Ringo was who motivated me to play the drums. Not that it amounted to much, but.... Welcome to the party.
The story is that the Beatles kicked out Pete Best because they claimed his drumming was not so hot, and replaced him with Ringo who was allegedly a better drummer. But the word on the street is that the other 3 were jealous because Pete was overshadowing them with his good looks and his many adoring girl fans, which is the real reason they replaced him with dull-as-dishwater Ringo. I'm not a musician and don't know if Pete or Ringo was the better drummer, what do you think?

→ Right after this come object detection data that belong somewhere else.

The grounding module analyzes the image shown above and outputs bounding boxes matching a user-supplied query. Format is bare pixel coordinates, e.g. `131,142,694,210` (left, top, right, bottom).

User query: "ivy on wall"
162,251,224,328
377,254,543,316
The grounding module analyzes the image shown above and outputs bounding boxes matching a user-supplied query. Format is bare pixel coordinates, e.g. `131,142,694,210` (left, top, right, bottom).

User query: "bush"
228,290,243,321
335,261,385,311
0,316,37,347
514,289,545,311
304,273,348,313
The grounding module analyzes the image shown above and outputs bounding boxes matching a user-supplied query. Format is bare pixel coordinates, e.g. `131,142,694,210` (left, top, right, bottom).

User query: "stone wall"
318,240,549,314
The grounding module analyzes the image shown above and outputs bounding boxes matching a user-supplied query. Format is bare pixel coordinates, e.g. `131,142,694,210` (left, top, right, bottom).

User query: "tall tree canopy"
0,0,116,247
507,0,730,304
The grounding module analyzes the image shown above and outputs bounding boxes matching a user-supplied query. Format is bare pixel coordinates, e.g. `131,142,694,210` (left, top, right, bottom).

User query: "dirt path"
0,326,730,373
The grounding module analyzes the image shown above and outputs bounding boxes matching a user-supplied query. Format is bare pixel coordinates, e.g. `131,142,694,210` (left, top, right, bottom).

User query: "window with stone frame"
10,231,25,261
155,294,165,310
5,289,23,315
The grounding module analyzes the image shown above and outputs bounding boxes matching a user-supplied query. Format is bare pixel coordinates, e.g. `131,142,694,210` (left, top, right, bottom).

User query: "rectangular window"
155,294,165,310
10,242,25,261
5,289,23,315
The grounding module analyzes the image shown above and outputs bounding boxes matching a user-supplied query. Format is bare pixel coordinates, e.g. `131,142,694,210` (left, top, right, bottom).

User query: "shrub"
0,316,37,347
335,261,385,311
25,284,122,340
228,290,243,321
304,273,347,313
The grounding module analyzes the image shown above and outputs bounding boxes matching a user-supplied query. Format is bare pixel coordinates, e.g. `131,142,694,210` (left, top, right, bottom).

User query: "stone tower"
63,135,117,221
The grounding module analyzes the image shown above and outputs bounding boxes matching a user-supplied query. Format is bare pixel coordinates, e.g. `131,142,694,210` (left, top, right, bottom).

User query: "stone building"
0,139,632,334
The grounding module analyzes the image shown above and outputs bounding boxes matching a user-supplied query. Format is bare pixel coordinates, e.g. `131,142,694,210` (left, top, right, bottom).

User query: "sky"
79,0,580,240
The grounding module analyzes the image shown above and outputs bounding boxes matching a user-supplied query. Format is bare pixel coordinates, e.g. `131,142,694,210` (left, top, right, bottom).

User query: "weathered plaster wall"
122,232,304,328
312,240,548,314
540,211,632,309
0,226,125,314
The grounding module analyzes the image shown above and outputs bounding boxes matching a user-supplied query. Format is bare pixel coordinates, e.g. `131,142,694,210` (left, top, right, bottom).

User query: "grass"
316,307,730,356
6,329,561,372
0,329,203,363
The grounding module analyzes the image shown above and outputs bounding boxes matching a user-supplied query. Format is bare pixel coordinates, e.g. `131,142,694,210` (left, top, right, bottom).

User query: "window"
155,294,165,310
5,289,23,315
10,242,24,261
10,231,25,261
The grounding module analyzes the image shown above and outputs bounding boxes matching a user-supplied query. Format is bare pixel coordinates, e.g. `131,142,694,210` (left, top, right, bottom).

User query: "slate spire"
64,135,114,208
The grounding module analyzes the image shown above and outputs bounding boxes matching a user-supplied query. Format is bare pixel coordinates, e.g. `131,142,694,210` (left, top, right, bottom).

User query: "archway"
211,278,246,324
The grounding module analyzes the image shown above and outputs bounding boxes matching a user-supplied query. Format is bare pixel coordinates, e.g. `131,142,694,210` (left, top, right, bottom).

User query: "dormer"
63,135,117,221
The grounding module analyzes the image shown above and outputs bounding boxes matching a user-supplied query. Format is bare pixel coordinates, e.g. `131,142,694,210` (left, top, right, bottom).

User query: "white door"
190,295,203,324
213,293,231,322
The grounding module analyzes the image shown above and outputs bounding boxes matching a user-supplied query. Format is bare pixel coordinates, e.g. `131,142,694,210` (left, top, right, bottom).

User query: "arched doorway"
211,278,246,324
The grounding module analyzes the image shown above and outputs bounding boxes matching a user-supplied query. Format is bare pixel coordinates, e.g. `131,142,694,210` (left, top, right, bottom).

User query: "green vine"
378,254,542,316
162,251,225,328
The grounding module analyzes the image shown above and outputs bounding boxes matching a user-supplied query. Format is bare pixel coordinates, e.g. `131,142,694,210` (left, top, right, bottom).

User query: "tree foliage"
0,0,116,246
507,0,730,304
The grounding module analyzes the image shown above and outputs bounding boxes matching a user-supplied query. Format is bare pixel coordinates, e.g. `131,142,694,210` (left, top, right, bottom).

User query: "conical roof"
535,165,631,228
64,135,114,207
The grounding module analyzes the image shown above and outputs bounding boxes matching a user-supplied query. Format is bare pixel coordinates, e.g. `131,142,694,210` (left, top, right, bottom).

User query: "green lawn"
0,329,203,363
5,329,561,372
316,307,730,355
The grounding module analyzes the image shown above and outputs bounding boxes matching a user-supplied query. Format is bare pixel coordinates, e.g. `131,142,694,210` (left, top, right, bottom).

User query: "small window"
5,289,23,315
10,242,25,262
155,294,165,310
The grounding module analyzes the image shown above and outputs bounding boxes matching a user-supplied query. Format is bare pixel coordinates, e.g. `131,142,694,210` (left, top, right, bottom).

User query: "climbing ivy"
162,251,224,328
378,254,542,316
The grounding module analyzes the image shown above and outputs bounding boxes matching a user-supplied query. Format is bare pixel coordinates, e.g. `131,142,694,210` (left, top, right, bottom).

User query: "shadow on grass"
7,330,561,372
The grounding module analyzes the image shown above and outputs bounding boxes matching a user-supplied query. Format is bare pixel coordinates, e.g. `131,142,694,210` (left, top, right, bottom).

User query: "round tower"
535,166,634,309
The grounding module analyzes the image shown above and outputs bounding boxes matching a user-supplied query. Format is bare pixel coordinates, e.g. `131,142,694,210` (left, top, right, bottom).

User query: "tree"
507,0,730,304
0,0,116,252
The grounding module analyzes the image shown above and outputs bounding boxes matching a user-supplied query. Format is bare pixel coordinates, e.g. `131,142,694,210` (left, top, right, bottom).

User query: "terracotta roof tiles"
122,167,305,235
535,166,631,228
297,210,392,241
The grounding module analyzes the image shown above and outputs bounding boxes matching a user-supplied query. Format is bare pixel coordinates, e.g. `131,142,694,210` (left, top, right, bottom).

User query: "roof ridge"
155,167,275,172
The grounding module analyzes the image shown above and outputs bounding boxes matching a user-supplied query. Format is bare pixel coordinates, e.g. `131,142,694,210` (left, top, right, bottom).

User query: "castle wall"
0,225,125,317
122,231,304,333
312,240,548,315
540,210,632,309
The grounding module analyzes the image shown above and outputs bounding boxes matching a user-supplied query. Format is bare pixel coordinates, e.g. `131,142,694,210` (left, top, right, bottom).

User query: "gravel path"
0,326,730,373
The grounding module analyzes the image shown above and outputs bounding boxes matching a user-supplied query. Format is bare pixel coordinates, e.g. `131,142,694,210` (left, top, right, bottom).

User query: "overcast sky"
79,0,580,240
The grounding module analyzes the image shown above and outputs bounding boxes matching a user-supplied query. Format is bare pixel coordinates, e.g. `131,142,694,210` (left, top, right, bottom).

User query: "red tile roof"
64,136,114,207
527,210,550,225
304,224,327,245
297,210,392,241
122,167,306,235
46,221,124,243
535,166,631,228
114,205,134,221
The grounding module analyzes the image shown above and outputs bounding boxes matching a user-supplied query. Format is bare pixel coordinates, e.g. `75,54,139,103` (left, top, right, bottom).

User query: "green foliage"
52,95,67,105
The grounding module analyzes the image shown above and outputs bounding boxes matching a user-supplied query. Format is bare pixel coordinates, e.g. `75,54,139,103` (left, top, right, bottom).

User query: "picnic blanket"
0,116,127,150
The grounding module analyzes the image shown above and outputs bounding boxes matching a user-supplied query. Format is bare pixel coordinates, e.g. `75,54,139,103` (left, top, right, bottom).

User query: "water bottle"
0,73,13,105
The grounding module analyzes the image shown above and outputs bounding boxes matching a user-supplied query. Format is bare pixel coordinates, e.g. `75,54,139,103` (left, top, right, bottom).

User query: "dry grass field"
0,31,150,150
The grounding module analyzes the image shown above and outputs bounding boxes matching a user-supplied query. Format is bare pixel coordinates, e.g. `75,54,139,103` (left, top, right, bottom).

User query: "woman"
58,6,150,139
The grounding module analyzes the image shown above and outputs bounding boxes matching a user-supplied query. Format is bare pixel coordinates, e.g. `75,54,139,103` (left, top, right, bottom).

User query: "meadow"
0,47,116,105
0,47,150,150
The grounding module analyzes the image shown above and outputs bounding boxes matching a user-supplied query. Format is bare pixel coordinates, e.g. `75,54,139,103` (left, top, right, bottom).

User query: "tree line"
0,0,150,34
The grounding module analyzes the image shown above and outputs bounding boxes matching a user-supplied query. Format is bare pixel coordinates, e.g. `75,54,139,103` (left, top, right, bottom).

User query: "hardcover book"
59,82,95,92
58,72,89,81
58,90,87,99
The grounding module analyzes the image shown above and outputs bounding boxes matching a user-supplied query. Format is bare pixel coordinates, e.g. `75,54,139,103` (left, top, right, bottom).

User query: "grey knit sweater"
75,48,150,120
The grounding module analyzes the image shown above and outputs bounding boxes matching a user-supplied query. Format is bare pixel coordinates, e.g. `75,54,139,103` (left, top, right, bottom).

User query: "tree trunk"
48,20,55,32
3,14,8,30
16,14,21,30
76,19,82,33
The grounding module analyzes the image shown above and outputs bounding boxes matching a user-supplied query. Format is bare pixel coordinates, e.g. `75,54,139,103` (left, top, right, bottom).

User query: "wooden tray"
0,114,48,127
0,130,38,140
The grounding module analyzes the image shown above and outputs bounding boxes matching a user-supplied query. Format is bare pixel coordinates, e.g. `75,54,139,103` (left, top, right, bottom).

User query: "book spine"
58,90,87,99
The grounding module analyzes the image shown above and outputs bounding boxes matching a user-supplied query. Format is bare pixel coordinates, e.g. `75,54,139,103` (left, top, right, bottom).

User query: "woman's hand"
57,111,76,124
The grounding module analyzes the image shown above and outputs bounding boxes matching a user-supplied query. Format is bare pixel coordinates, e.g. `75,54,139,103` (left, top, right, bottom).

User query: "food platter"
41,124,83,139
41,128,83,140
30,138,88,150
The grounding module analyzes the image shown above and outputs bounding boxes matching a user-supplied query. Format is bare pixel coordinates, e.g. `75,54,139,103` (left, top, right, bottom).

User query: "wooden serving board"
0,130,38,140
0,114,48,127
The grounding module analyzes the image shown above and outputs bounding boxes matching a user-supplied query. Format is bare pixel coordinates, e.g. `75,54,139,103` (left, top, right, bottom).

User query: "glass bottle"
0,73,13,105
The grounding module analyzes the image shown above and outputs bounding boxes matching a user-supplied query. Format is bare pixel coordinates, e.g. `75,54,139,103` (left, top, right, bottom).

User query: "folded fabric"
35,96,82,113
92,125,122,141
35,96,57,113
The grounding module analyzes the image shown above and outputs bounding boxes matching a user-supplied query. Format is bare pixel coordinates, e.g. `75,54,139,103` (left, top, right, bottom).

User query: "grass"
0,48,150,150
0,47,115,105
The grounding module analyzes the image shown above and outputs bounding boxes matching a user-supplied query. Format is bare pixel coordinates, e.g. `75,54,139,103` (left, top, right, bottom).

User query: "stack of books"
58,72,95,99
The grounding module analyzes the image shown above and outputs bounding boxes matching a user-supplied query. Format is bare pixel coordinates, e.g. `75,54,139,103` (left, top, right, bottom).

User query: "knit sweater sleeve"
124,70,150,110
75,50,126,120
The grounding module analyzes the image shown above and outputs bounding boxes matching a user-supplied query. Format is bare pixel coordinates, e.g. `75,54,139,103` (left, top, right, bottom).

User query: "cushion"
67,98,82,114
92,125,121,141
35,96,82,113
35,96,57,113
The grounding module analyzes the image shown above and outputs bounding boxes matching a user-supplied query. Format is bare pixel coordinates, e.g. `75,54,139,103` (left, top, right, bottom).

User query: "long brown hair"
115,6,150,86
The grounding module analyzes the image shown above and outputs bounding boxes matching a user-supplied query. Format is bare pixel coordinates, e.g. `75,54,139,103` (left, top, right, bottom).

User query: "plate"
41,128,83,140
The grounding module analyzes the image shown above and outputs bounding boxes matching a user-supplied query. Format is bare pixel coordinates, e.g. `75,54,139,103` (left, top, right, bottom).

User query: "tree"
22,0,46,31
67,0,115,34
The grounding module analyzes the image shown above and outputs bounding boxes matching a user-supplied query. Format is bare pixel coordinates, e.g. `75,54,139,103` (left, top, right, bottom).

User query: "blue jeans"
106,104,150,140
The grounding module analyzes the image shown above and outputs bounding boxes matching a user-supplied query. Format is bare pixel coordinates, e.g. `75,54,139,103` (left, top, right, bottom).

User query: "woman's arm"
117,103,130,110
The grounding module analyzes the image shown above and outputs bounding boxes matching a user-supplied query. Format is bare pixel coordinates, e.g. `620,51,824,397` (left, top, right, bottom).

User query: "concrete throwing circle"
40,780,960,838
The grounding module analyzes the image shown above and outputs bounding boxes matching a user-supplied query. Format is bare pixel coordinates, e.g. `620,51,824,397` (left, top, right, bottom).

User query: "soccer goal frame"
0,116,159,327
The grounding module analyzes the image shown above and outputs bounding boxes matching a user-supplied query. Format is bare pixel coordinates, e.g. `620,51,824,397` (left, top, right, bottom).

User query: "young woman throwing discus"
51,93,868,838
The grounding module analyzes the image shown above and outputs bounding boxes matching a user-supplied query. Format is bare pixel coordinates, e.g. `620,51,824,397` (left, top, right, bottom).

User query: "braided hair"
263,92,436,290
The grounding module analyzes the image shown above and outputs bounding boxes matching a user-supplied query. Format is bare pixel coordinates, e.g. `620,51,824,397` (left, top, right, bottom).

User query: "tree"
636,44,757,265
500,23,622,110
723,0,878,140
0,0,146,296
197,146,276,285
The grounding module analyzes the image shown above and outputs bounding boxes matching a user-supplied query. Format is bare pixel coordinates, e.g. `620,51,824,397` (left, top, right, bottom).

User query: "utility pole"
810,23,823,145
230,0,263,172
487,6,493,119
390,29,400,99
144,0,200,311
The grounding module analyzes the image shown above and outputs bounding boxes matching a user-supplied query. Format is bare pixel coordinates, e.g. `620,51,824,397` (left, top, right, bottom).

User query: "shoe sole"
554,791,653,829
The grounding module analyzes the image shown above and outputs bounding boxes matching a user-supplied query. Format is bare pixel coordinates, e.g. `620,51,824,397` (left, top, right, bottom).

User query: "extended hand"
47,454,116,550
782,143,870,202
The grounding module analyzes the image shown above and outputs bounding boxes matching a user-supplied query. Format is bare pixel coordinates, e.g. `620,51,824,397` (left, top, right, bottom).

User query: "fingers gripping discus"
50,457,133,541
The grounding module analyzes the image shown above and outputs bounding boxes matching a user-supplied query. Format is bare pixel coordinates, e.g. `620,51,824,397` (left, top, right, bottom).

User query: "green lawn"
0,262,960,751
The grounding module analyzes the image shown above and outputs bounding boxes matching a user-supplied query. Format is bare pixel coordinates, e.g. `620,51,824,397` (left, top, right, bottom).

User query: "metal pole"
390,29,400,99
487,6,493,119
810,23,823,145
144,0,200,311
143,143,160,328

My reading of the situation is that George Martin gently hinted to Epstein that Pete's drumming was slightly below par, so Epstein panicked and told the other 3, who then told Epstein to sack Pete. The bottom line is that none of the other 3 dug in their heels and said "We're not getting rid of our mate Pete!", so they were as much to blame as anybody. Anyway Pete came up smiling 30 years later when he got a few million quid from the record company for work he did on the groups early records..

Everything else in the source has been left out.